At this stage, work with neural networks began. Just at the same time, the FLAIR team worked on a system for determining watermarks in photos of apartments, in order to select pictures without such signs for the title photo in search results. As a result, a system of localization of the object in the photo was created: neural networks showed several examples of what they would like to find in the photo, and then it learned to search basing on the new data itself.

“Just at that moment, the marketing guys were busy selecting sites for boards. We saw each other in the corridor, someone spoke a word about how they learned to detect watermarks and can generally find any object on any photos. So, the idea was to try to analyze the video from the registrar to find the boards,” says Volodymyr Kubitskyi.

According to him, the solution to search for advertising space was created from scratch. “For the implementation of the neural network, the tensorflow framework from Google was used to simplify the solution of the localization problem. In the transition from localization to tracking (localization is single-frame, and the board is contained in many video frames and should not be lost) they wrote their own post-processor,” he says.

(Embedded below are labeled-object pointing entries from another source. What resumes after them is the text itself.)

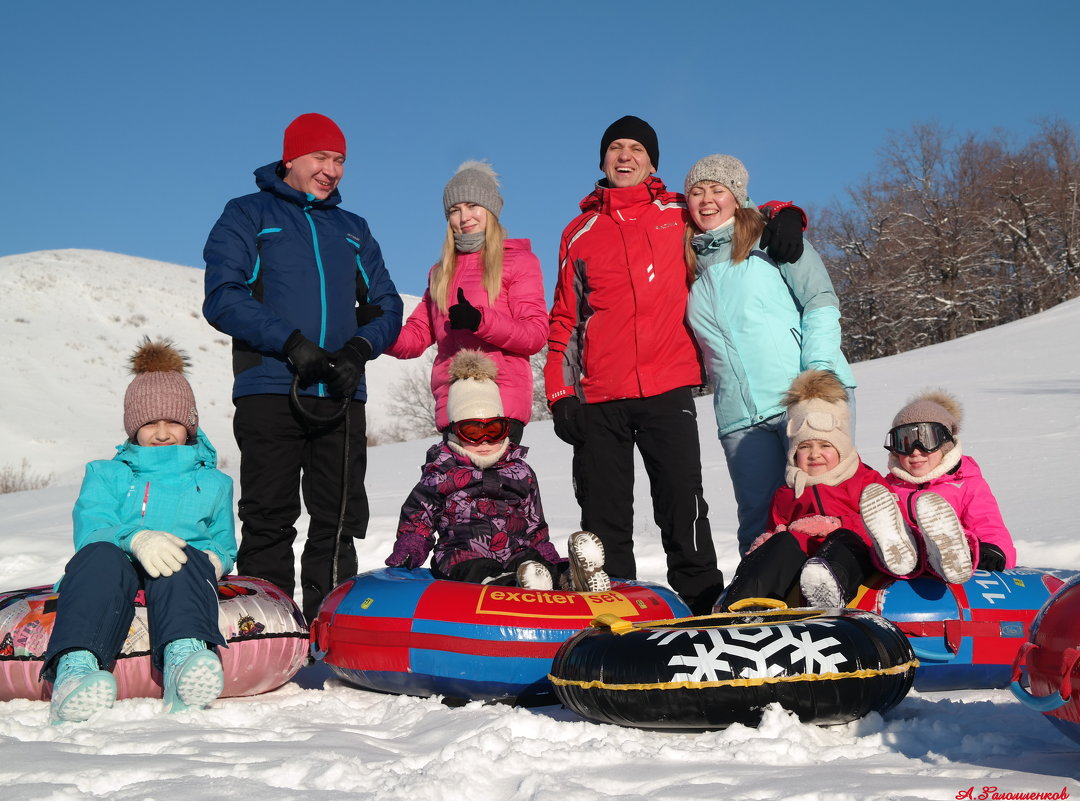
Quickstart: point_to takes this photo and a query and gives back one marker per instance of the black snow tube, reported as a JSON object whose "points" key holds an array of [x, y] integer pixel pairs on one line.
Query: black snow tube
{"points": [[699, 674]]}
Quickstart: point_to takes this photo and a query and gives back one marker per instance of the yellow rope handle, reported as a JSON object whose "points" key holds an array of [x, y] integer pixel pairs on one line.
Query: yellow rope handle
{"points": [[611, 622], [768, 602]]}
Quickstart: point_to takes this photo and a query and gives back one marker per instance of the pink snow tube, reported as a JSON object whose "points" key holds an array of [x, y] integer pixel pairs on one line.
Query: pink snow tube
{"points": [[266, 632]]}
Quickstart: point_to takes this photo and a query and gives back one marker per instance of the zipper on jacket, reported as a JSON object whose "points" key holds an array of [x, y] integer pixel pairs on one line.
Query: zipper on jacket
{"points": [[322, 288]]}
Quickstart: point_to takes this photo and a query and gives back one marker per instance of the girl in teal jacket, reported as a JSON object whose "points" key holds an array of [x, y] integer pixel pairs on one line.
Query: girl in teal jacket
{"points": [[758, 325], [156, 517]]}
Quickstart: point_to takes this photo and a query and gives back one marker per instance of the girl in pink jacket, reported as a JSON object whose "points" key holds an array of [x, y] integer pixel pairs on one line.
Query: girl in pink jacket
{"points": [[486, 293], [941, 516]]}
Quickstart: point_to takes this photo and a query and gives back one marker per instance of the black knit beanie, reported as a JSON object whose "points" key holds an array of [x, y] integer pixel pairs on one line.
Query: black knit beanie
{"points": [[636, 129]]}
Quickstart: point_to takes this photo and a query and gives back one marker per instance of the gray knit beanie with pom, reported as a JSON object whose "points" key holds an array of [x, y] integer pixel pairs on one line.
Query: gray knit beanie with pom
{"points": [[726, 170], [475, 181]]}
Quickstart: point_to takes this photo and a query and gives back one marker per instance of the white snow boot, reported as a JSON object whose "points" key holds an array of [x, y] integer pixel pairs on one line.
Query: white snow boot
{"points": [[893, 541], [586, 564], [192, 674], [820, 585], [947, 550], [80, 689], [534, 575]]}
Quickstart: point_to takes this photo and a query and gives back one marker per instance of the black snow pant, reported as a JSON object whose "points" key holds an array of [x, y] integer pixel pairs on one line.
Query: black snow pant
{"points": [[277, 447], [772, 569], [96, 605], [664, 429]]}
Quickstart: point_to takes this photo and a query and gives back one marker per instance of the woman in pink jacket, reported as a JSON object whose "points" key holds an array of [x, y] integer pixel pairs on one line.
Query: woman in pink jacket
{"points": [[941, 516], [486, 293]]}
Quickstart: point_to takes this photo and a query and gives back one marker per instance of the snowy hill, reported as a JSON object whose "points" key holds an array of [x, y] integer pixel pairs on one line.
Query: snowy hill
{"points": [[70, 317]]}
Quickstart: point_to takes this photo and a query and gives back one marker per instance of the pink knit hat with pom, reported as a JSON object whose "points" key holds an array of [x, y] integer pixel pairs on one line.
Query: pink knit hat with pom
{"points": [[159, 390]]}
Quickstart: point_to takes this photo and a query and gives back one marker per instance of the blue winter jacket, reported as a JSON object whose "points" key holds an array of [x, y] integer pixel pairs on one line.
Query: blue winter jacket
{"points": [[759, 325], [176, 489], [280, 260]]}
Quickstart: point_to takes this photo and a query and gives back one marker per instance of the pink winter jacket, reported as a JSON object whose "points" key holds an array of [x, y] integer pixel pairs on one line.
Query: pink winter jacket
{"points": [[969, 493], [510, 331]]}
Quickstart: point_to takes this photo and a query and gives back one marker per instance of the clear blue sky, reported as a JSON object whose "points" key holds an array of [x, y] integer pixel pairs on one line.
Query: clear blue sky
{"points": [[127, 125]]}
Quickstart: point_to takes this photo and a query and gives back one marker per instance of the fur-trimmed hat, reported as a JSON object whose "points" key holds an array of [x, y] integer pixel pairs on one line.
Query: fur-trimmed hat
{"points": [[818, 409], [475, 181], [931, 406], [726, 170], [473, 393], [159, 390]]}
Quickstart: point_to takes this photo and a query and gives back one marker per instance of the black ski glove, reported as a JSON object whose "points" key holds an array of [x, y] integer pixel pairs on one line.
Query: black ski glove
{"points": [[310, 362], [348, 366], [782, 238], [566, 415], [990, 557], [464, 314]]}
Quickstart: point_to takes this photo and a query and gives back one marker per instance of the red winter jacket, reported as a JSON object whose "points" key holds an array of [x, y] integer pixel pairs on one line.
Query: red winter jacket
{"points": [[618, 324], [840, 501]]}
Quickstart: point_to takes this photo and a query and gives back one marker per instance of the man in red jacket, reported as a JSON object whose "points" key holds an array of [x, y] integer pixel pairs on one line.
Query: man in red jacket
{"points": [[622, 363]]}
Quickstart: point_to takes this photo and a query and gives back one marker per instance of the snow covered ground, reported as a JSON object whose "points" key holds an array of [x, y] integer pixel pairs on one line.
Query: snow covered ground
{"points": [[70, 317]]}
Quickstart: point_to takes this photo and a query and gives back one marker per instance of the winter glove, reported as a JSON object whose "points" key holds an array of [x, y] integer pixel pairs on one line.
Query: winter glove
{"points": [[782, 238], [216, 562], [160, 553], [566, 416], [348, 366], [367, 312], [814, 526], [409, 552], [310, 362], [463, 314], [990, 557]]}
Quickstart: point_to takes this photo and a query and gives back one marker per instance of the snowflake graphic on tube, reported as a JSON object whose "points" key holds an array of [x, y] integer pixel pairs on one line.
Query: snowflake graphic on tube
{"points": [[753, 653]]}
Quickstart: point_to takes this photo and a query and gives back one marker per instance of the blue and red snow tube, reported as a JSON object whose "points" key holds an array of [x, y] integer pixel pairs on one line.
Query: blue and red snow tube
{"points": [[404, 632]]}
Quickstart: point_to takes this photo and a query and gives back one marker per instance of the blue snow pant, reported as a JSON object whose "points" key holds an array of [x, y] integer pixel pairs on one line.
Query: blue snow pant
{"points": [[757, 459], [95, 606]]}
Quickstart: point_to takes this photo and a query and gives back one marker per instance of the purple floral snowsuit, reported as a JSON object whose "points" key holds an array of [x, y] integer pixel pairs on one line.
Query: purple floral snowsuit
{"points": [[493, 514]]}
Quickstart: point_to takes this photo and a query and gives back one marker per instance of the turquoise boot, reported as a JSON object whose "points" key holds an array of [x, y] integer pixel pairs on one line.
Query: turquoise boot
{"points": [[80, 689], [192, 674]]}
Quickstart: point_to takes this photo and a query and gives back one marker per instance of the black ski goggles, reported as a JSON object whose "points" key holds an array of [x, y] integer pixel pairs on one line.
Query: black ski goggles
{"points": [[927, 437], [485, 430]]}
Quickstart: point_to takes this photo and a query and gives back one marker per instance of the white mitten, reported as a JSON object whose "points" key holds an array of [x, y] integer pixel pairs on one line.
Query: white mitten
{"points": [[218, 568], [159, 552]]}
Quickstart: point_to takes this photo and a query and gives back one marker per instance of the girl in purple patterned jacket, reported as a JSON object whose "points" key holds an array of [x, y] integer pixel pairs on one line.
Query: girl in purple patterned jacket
{"points": [[477, 503]]}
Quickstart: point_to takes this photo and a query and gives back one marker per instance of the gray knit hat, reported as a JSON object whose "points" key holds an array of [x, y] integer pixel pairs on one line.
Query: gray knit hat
{"points": [[726, 170], [932, 406], [475, 181], [159, 390]]}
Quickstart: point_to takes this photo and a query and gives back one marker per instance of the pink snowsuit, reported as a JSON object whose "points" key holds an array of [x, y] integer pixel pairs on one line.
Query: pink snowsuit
{"points": [[510, 331], [970, 496]]}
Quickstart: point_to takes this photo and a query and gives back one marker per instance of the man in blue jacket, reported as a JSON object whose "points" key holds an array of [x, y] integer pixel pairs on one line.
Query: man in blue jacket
{"points": [[299, 285]]}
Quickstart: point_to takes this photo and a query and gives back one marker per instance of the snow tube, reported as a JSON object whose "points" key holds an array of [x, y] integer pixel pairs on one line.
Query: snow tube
{"points": [[1051, 656], [403, 632], [265, 629], [698, 674], [966, 636]]}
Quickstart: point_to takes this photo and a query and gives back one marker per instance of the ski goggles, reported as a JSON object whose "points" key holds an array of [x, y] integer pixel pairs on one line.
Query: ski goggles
{"points": [[482, 430], [927, 437]]}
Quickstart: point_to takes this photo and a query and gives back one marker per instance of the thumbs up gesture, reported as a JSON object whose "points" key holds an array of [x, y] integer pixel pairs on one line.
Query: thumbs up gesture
{"points": [[463, 314]]}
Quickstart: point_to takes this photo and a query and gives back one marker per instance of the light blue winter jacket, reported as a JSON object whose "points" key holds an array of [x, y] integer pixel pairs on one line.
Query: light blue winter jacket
{"points": [[759, 325], [176, 489]]}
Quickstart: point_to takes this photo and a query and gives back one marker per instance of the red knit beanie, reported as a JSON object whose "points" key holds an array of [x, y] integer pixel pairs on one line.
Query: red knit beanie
{"points": [[309, 133], [159, 390]]}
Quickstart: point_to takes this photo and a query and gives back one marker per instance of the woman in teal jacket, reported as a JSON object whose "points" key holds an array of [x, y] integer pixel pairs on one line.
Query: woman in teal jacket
{"points": [[156, 517], [758, 325]]}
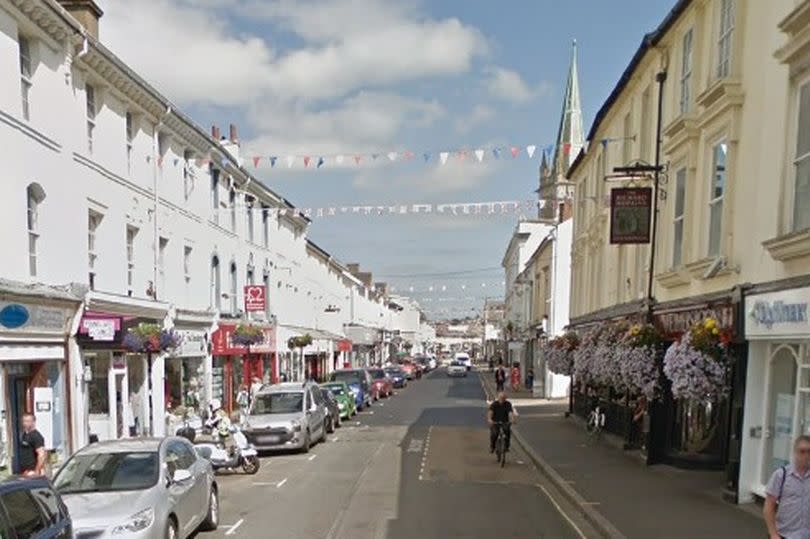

How a neural network works

As a result, they managed to create a neural network that can accept video of almost any quality, in any light and at any shooting angle, and determine all ad slots on it, calculate the specified parameters for them: size, visibility time and competing boards that are located beside. This data is entered into a table, and then the marketing team can select any data evaluation formula and filter the results by it. For example, in the summer campaign, the formula looked like this:

Effect = Board area x Time in visibility zone / Number of other boards on the screen.

According to Kubitskyi, the neural network works this way:

  • The input video is streamed into a set of frames (usually 24 frames per second) using OpenCV.
  • Then the neural network begins to work with the Faster R-CNN architecture, trained to find the boards on the frames: the network gives the answer for each frame in the form of the coordinates of the found boards, if any.
  • After this, the post-processing stage begins, where you need to reassemble the video from the frames and understand that the same board is tracked from frame to frame, and a new board is not tracked every time. Here, computer vision algorithms are connected to compare images and a Kalman filter for working with the found coordinates from frame to frame. Since the neural network has learned to work with multiple boards simultaneously, it calculates whether competing boards are in sight.
  • All of this data is summarized in the report

According to Andriy Mima, the capabilities of such system can be broader than the current prototype. For example, you can show specific boards to the system and it will automatically find them on video, select them and make an assessment on the parameters. This can be useful for monitoring ongoing ad campaigns.

“I read somewhere that there are 1,600 km of roads in Kyiv. With an average speed of 16 km/h, you can drive around all of them with 3 cars in 4-5 working days, and if you remove the small roads, then, most likely, this task will still be a couple of times easier and cheaper. However, what to do with 100 hours of video then? It is 360,000 seconds, where you need to stop every 5-10 seconds, note the time, count the area and write it down in the table? It is necessary to measure about 50,000 structures, and it seems that this can take several months. It’s a huge amount of work that we have just automated,” says the co-founder of the company.

If it turns out that there is a demand for such technology among advertising agencies or sales houses, the company is ready to sell or license it.